BACKGROUND
Microbial communities play important roles in environmental and human
health systems and can often reach great complexity. In these rich
ecosystems, microbes interact with each other, forming relationships
based on predator-prey dynamics [1], competition for resources
[2], cross-feeding of small compounds, [3] and other factors.
Identifying correlated pairs of microbes can suggest potential
interactions or shared environmental preferences. Accordingly, studies
have identified complex networks of co-occurring microbes in a variety
of different environments ranging from the human mouth and gut [4]
to soil [5] and stream ecosystems [6].
To detect correlations between microbes, a variety of methods have been
developed. While traditional correlation metrics are used by some
[7-9], newer methods have been developed that take into account the
properties of 16S rRNA sequencing data [10-12]. A recent review
tested these methods on a variety of models and identified some methods
that performed better than others in ways that can depend on underlying
data characteristics [13]. Although these tools are useful for
finding pairwise relationships between organisms, less attention has
been given toward developing methods for finding correlations among
groups of microbes.
One way to explore complex interactions is to form networks in which
correlated organisms are joined with an edge, and highly correlated sets
of microbes are defined. Here, we refer to these sets as modules, which
are synonymous to clusters or groups. There are two primary benefits of
finding modules of correlated microbes. First, the combination of
microbes in a module could be further explored to understand microbial
interactions, such as cross-feeding relationships, or shared
environmental niches [5, 14-16]. Second, considering correlation
structure among microbes can aid in statistical analysis aimed at
uncovering relationships between microbes and other environmental
factors. Specifically, by eliminating or summarizing highly correlated
features, dependence between features is decreased. Feature reduction
will increase accuracy of methods that assume the independence of
features such as false discovery rate technique (FDR) measurements like
the Benjamini-Hochberg Correction [17], and statistical power is
increased by reducing the number of feature comparisons.

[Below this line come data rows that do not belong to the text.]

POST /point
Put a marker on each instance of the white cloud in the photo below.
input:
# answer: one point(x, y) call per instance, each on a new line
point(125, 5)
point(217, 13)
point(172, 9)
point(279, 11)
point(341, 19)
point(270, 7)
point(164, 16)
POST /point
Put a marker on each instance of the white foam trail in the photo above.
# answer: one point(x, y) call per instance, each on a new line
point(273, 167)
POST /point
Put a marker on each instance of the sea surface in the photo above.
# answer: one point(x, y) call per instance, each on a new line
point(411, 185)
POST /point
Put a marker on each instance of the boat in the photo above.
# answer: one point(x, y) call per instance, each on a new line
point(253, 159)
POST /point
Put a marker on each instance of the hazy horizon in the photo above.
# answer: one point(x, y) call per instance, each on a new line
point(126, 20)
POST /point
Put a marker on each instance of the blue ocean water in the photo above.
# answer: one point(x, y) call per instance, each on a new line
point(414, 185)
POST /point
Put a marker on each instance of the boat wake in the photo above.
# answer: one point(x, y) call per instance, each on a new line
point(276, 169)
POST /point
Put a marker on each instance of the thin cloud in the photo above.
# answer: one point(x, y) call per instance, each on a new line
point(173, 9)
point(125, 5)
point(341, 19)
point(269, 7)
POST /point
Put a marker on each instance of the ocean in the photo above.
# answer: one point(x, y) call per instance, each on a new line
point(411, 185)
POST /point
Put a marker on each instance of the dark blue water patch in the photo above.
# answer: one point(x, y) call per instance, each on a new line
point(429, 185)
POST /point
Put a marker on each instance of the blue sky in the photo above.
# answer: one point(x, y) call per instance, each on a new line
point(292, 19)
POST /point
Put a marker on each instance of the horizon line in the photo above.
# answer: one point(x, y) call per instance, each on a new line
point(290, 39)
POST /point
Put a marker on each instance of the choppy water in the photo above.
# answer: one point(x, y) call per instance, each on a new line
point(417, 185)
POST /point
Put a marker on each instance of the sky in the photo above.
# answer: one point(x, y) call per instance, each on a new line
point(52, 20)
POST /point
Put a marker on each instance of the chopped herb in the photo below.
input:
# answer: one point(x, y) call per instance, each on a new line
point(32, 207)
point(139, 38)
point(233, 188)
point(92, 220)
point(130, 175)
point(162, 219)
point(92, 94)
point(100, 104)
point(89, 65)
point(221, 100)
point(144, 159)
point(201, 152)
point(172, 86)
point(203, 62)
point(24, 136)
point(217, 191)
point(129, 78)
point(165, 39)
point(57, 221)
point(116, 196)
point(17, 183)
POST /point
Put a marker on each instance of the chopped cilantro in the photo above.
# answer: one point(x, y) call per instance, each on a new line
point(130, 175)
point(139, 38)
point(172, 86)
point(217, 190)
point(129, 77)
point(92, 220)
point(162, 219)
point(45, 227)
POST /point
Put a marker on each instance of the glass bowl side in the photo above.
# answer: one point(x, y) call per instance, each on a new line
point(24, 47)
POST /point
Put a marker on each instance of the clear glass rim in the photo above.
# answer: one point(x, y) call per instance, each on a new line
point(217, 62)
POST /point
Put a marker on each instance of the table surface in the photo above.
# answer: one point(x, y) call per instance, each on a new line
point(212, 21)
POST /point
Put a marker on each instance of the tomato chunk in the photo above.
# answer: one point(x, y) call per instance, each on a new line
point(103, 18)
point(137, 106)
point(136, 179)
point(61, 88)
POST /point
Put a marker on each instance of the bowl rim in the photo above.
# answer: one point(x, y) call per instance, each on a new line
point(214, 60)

One workflow for considering groups of correlated microbes in downstream
statistical analyses requires three steps: first, correlations between
microbes must be measured and used to form a network; second, modules
must be identified; and third, abundance of the microbes in modules must
be summarized for use in subsequent statistical analyses. One software
tool that has implemented this workflow, developed for application to
gene expression data, is weighted gene correlation network analysis
(WGCNA)[18]. WGCNA builds correlation networks based on a
correlation coefficient (such as Pearson, Spearman, or biweight
midcorrelation [19]), and detects modules as subtrees in a
hierarchical cluster of features [20]. Modules are summarized by
setting module abundance to that of network hubs or an eigenvector of
the abundance of all module members [18].
Several groups have used WGCNA to find correlations within 16S rRNA
sequencing data [21-24], but this approach may not be appropriate
for several reasons [25]. First, the correlation metrics implemented
in WGCNA do not account for sparsity and compositionality. Most
sequencing-based microbiome datasets are sparse (i.e. there are many
zeros) and compositional, meaning they only carry information on
relative abundances of taxa instead of absolute abundances, which can
lead to the detection of spurious correlations if proper statistical
methods are not used [26]. Thus, the use of WGCNA for compositional
data may be leading to the detection of spurious edges in microbiome
networks. Second, the primary method WGCNA uses to pick modules assumes
the correlation network will have a scale-free topology that may not be
relevant to microbiome data [27]. Third, summarizing modules through
identifying hub taxa works well in gene expression where a single
transcription factor can control the expression of many genes, but may
not be appropriate in microbial communities. Both the hub and
eigenvector approaches to module summarization do not allow for output
tables that maintain the total counts of microbial abundance per sample.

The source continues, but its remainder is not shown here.